33. A downhole completion system according to claim 32, wherein the main production casing is formed by a first main production casing and a second main production casing, wherein the second main production casing is arranged in the first part of the main bore between the lower production casing and the first main production casing.

34. A downhole completion system according to claim 32, further comprising a second lateral bore extending from the first part of the main bore, and a second lateral production casing arranged in the second lateral bore, the second lateral production casing having annular barriers and an inner diameter, the inner diameter of the second lateral production casing being substantially equal to the inner diameter of the lower production casing.

35. A downhole completion system according to claim 32, wherein the lateral bore has a first part and a second part, the second part comprising an end of the lateral bore, and the lateral production casing is a lower lateral production casing arranged in the second part of the lateral bore, the lower lateral production casing having annular barriers and an inner diameter, and a sub lateral bore extends from the first part of the lateral bore, and a sub lateral production casing is arranged in the sub lateral bore, the sub lateral production casing having annular barriers and an inner sub lateral casing diameter, and a second lateral production casing is arranged in the first part of the lateral bore, the second lateral production casing having annular barriers and an inner diameter being substantially equal to the inner diameter of the lower lateral production casing, and wherein an opening in the second lateral production casing is arranged opposite the sub lateral production casing, the opening fluidly connecting the sub lateral production casing with the second lateral production casing, wherein the inner sub lateral casing diameter is substantially equal to the inner diameter of the lower production casing.
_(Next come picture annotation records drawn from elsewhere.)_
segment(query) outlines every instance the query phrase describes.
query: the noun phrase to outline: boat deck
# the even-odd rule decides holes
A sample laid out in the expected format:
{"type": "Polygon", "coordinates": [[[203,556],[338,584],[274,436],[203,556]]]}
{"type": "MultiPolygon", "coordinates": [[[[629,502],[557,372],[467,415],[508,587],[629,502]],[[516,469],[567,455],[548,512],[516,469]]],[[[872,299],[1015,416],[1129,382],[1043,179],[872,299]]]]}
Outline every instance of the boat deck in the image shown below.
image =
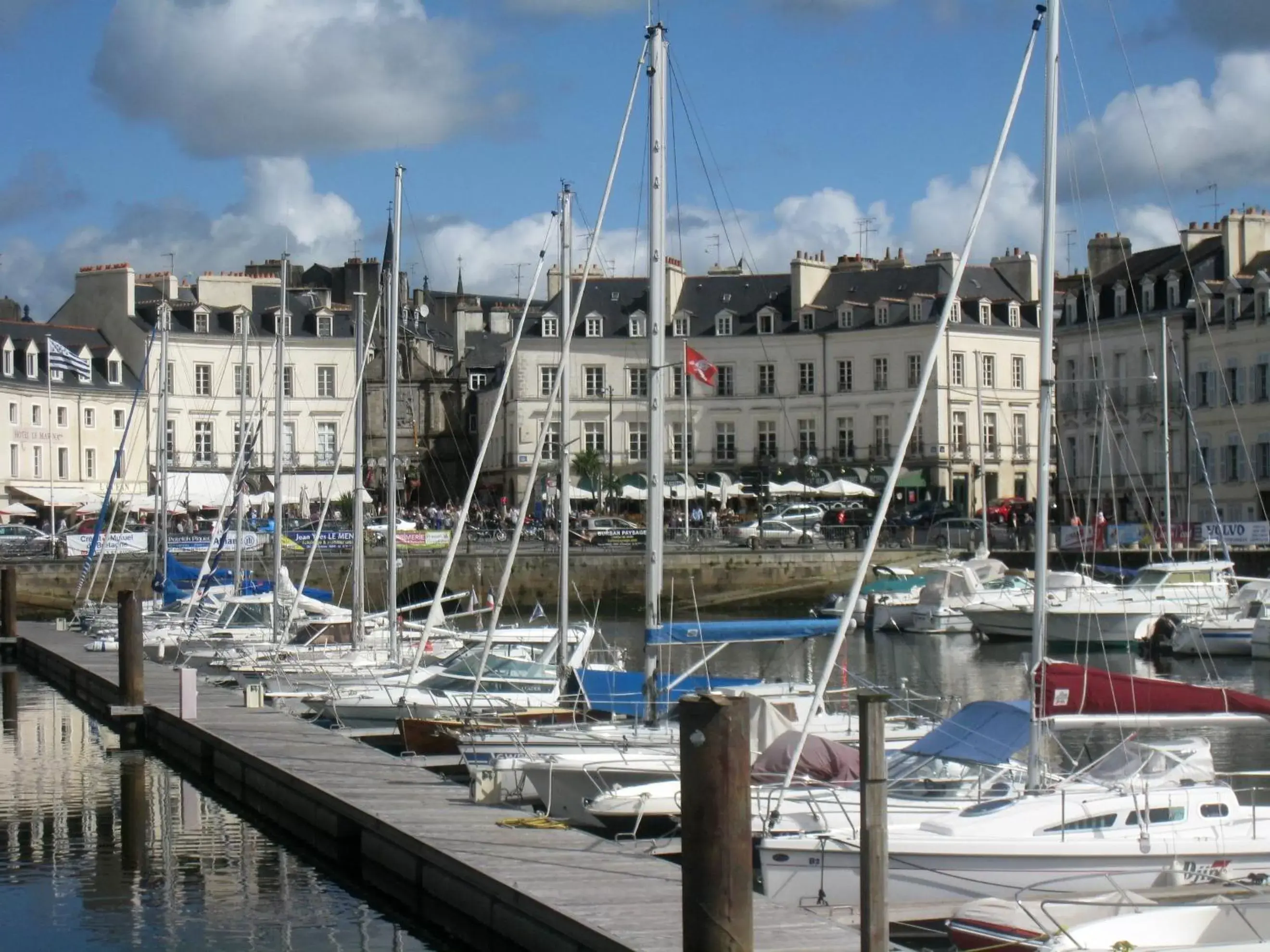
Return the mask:
{"type": "MultiPolygon", "coordinates": [[[[52,625],[19,626],[20,661],[94,715],[116,703],[118,655],[52,625]]],[[[480,949],[681,949],[679,867],[579,830],[504,828],[521,811],[340,731],[201,687],[179,716],[177,674],[146,663],[145,743],[348,875],[480,949]]],[[[846,952],[860,934],[754,897],[754,948],[846,952]]]]}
36. A downhole completion system according to claim 32, wherein the production casings are mounted from a plurality of components having equal inner diameters, the components being selected from the group of annular barriers, inflow control valves, fracturing ports, sensor modules, blank casing parts or junctions.

37. A downhole completion system according to claim 32, further comprising a lateral junction assembly arranged partly in the main production casing and partly in the lateral production casing.

38. A downhole completion system according to claim 32, wherein the lateral junction assembly comprises an expandable tubular which may be expanded by an expansion tool.